Fines for breaking Covid rules were three times more likely to be handed to black peoplethan white people, and seven times more likely to be issued in the poorest areas than the richest, research commissioned for Britain’s police chiefs has revealed.
The study covering England and Wales showed racial disparity for every single force, with people from minority ethnic backgrounds in one area up to eight times more likely to be fined.
The report was commissioned by the National Police Chiefs’ Council (NPCC) and conducted by academics at the University of Edinburgh. The NPCC did not publish the findings, to the surprise of those who produced the research.
It is the most detailed analysis yet of who was fined and the fairness of how police used emergency powers to enforce lockdown rules, which changed numerous times over the course of the pandemic.
Last week Boris Johnson was referred to police by the Cabinet Office over further claims that he had broken lockdown rules by hosting family and friends at Chequers during Covid. The former prime minister last year received a fixed-penalty notice (FPN) after police found that he had broken Covid rules while in Downing Street.
The study looked at the period from 27 March 2020 to 31 May 2021, when 122,506 fines were issued. In England, people from ethnic minorities were on average more than twice as likely than white people to be fined, with the rate even higher for black people.
The study said: “In England, the rate of FPNs per 10,000 people from an ethnic minority background was 46.1, compared with 19.9 for white individuals, reflecting an ethnic disparity rate of 2.3.
“The ethnic disparity rate in England was highest for people from a black ethnic background, who were 3.2 times more likely to be issued with an FPN.”
In Wales, the ethnic disparity rate was 2.8 times for people from ethnic minorities, and almost identical for black people.
Prof Susan McVie, the report’s co-author, said: “There was not a single force area that did not have a higher disparity rate for ethnic minority groups.”
The disparity varied widely. In Warwickshire, people from ethnic minorities were 1.4 times more likely to be fined than white people, but in Cumbria it was 8.4 times. However, it may be that tourists increased the Cumbria number because analysis of fines for its resident population saw a disparity rate of 2.3 times.
McVie said: “It is plausible that they stood out as not white, in police force areas where they do not have a high ethnic minority population. They looked out of place as police may not have been used to seeing black or Asian faces in that area.”
The study found the highest rate of disparity was not for young minority ethnic people, who experience higher rates of stop and searches by police, but people over 45.
McVie said: “It does raise the question about the extent to which officer discretion may have led to conscious or unconscious bias in policing practice.”
Compared with resident populations, people from ethnic minorities were five times more likely to be fined than white people in the West Midlands, and 1.7 times more likely in the Met police’s jurisdiction covering London. Other data shows a big increase in stop and search by the Met during the first lockdown.
Last year a University of Liverpool study based on interviews with officers said bias may have explained in part the ethnic disparity.
Andy George, the president of the National Black Police Association, said: “The research highlights yet again that policing has a systemic issue with racism which needs to be admitted and dealt with.”
The study also found people living in the poorest areas were more likely to receive fines than those in the wealthiest areas. The report said: “In England, FPN recipients were 7.2 times more likely to be living in one of the 10% most deprived [areas] than one of the 10% least deprived [areas] during period one.

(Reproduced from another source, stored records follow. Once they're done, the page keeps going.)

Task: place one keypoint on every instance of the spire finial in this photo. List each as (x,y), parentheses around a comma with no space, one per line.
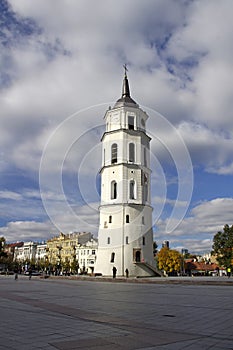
(125,68)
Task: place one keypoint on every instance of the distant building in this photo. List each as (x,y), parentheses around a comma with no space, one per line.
(10,248)
(67,250)
(184,251)
(26,252)
(86,256)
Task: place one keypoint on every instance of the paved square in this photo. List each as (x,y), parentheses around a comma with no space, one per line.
(73,314)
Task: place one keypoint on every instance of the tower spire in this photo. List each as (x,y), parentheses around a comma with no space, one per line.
(125,96)
(125,87)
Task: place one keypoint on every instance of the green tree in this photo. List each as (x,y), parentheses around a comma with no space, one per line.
(223,246)
(169,260)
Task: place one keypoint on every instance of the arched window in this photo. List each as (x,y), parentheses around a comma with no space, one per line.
(113,189)
(114,153)
(132,189)
(132,152)
(131,122)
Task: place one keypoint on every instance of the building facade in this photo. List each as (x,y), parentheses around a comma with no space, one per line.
(125,229)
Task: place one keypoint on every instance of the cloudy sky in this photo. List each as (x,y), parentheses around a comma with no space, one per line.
(61,67)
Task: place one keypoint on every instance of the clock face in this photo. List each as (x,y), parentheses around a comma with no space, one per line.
(115,118)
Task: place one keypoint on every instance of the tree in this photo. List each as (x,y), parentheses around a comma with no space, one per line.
(223,246)
(169,260)
(155,246)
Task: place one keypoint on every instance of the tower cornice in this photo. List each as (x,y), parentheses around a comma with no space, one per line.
(128,131)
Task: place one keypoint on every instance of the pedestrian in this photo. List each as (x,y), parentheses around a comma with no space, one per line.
(16,273)
(114,271)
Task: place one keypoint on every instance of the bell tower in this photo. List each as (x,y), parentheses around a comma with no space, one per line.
(125,227)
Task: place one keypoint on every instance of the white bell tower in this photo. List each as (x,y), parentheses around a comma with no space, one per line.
(125,228)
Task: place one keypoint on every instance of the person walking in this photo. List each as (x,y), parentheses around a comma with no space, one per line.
(16,273)
(114,271)
(30,273)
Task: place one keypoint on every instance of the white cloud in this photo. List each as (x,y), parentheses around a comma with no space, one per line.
(197,230)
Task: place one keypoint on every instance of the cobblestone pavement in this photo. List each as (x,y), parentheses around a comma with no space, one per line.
(72,314)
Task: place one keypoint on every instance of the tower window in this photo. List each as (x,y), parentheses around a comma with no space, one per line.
(112,257)
(114,153)
(113,189)
(131,122)
(132,190)
(132,152)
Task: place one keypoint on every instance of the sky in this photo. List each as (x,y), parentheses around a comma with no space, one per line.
(61,67)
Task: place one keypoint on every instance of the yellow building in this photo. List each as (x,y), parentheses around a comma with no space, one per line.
(62,249)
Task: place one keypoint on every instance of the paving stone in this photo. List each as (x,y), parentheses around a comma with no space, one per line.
(69,314)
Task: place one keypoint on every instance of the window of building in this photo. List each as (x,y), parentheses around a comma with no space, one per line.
(113,189)
(132,152)
(112,257)
(114,153)
(131,122)
(132,190)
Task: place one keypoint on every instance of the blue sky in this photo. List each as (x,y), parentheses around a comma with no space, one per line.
(61,67)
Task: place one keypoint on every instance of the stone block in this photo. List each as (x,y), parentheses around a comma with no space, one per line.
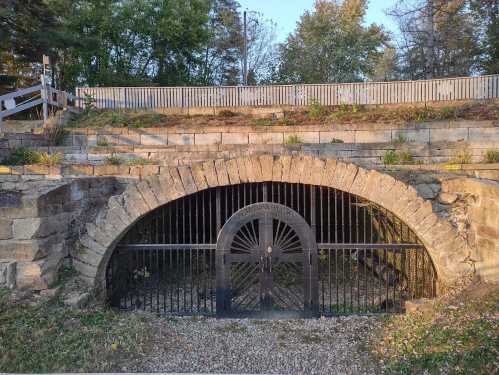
(181,139)
(5,229)
(222,175)
(266,138)
(235,138)
(210,173)
(483,134)
(241,166)
(76,170)
(304,137)
(448,135)
(187,179)
(370,136)
(411,136)
(154,139)
(198,175)
(208,139)
(233,171)
(267,164)
(330,137)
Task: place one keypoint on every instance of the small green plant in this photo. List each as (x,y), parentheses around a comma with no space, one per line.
(293,140)
(263,122)
(399,140)
(492,156)
(406,157)
(22,156)
(55,135)
(102,142)
(51,160)
(137,125)
(140,161)
(227,113)
(286,121)
(88,103)
(336,140)
(391,158)
(316,110)
(462,156)
(114,160)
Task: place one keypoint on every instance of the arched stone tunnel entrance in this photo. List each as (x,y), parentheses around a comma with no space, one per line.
(260,235)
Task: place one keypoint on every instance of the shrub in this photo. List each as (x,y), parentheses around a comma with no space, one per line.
(140,161)
(492,156)
(316,110)
(88,102)
(102,142)
(336,140)
(293,140)
(114,160)
(399,140)
(406,157)
(51,159)
(462,157)
(22,156)
(391,158)
(55,135)
(227,113)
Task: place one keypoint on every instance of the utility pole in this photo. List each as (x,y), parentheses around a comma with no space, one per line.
(245,52)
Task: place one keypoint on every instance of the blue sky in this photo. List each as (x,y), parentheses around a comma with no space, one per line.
(287,12)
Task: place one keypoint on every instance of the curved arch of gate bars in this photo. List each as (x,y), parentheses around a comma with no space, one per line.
(447,250)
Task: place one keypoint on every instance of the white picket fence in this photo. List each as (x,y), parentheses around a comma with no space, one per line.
(395,92)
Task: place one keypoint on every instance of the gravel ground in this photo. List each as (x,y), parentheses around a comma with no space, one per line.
(323,346)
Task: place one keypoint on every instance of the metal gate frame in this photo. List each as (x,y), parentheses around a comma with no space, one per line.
(356,272)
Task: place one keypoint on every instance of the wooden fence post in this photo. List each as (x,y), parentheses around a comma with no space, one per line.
(44,96)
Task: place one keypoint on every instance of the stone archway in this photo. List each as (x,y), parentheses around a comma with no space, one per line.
(446,249)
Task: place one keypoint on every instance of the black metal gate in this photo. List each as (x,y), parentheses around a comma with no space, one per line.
(269,249)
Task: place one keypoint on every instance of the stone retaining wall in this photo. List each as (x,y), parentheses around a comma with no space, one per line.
(476,211)
(40,221)
(431,132)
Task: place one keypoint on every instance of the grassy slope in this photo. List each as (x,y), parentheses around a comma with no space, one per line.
(51,338)
(316,114)
(457,336)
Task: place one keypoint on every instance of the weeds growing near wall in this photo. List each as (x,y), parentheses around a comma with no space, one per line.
(492,156)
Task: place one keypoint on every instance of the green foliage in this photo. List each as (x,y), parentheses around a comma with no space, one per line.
(51,160)
(227,113)
(108,118)
(316,110)
(336,140)
(399,140)
(49,338)
(55,135)
(331,44)
(293,140)
(459,336)
(406,157)
(391,158)
(102,142)
(263,122)
(22,156)
(492,156)
(114,160)
(462,156)
(140,161)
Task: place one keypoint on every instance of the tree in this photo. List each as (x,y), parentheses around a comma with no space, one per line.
(486,15)
(331,44)
(262,49)
(222,52)
(438,38)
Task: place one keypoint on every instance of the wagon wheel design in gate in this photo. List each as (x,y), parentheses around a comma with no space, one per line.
(266,262)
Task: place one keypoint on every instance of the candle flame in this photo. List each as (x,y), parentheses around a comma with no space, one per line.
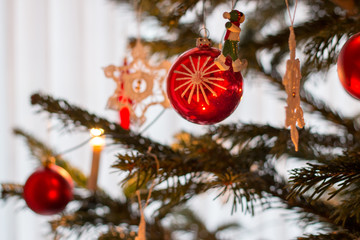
(98,140)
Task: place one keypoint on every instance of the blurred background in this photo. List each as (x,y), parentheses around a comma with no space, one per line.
(60,48)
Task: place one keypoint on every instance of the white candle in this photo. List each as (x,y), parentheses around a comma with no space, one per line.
(97,143)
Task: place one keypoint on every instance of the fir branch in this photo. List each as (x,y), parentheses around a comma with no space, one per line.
(41,151)
(313,145)
(342,172)
(337,235)
(75,117)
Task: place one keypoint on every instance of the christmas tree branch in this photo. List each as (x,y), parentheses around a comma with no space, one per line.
(343,172)
(72,116)
(41,151)
(313,146)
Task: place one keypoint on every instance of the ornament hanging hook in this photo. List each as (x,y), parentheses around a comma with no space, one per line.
(137,5)
(206,31)
(292,17)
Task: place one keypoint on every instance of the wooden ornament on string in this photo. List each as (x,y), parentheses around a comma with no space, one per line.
(139,85)
(291,82)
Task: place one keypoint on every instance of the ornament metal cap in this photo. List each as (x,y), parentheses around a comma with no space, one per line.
(203,42)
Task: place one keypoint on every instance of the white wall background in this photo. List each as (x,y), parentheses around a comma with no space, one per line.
(59,47)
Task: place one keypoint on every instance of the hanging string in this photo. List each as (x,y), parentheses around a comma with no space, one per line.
(138,18)
(233,3)
(204,20)
(292,18)
(291,81)
(142,225)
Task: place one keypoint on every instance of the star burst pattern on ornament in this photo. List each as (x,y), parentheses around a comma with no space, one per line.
(198,78)
(139,85)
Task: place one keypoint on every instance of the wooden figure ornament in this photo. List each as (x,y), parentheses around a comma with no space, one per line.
(139,85)
(291,82)
(231,45)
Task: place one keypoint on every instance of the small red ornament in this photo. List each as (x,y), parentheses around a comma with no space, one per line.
(349,66)
(198,90)
(48,190)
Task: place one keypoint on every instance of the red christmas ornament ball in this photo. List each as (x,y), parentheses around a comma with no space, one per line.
(48,190)
(348,65)
(199,91)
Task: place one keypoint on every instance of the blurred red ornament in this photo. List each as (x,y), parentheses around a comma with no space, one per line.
(349,66)
(48,190)
(124,114)
(199,91)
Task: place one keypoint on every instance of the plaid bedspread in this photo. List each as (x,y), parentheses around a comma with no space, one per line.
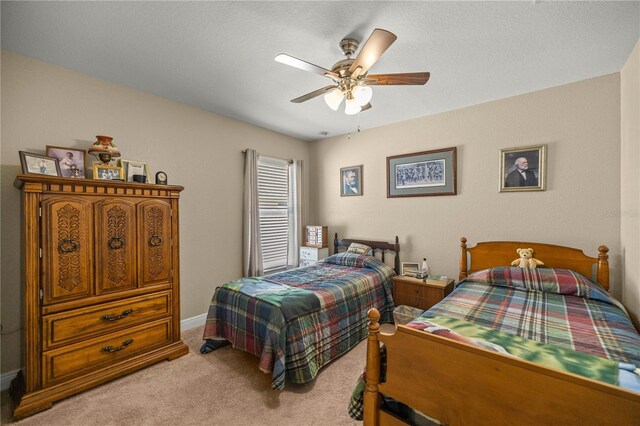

This reduced to 3.9 in period two, before increasing again to 4.7 in period three.
“The reduction in the disparity between those living in the most- and the least-deprived areas of England and Wales suggests that there was a widening in the social spectrum of the population that the police were dealing with around compliance over time.”
McVie said: “People were scunnered [fed up] by their neighbours breaking the rules, so called the police.”
The frequency of fines varied hugely among the 43 forces, each of which is operationally independent, but with the NPCC trying to ensure a consistency of approach.
In England, the average rate was 20 fines per 10,000 of resident population, with rates lowest in Humberside (7.1 per 10,000) and West Midlands (7.8) but seven times higher in Merseyside (47.9) and North Yorkshire (49.4).
Men were twice as likely to be fined, and for the general population half of all fines went to those aged 18 to 24, four times their share of the population.
Despite commissioning the study, police did not publish it. McVie said: “I was surprised they did not publish it having commissioned and paid for it.”
The NPCC lead for enforcing Covid rules, the assistant chief constable Owen Weatherill, said: “It is clearly a concern to see a disparity between the number of FPNs issued to white and black, Asian or ethnic minority people.
“But what the data is not able to show us is why these disparities exist. Each force will look at this data carefully to assess and mitigate any risks of bias – conscious or unconscious – and to minimise disproportionate impact in the future, wherever possible.”
Police authorities claim to be committed to a race action plan triggered by the mass protests after the murder of George Floyd by a police officer in the US in May 2020. Critics say that three years on policing in the UK has achieved little or no progress.
Weatherill said: “Policing is determined to achieve tangible progress that delivers on our commitment to become an anti-racist service and the findings of this report will be further considered as part of that work.”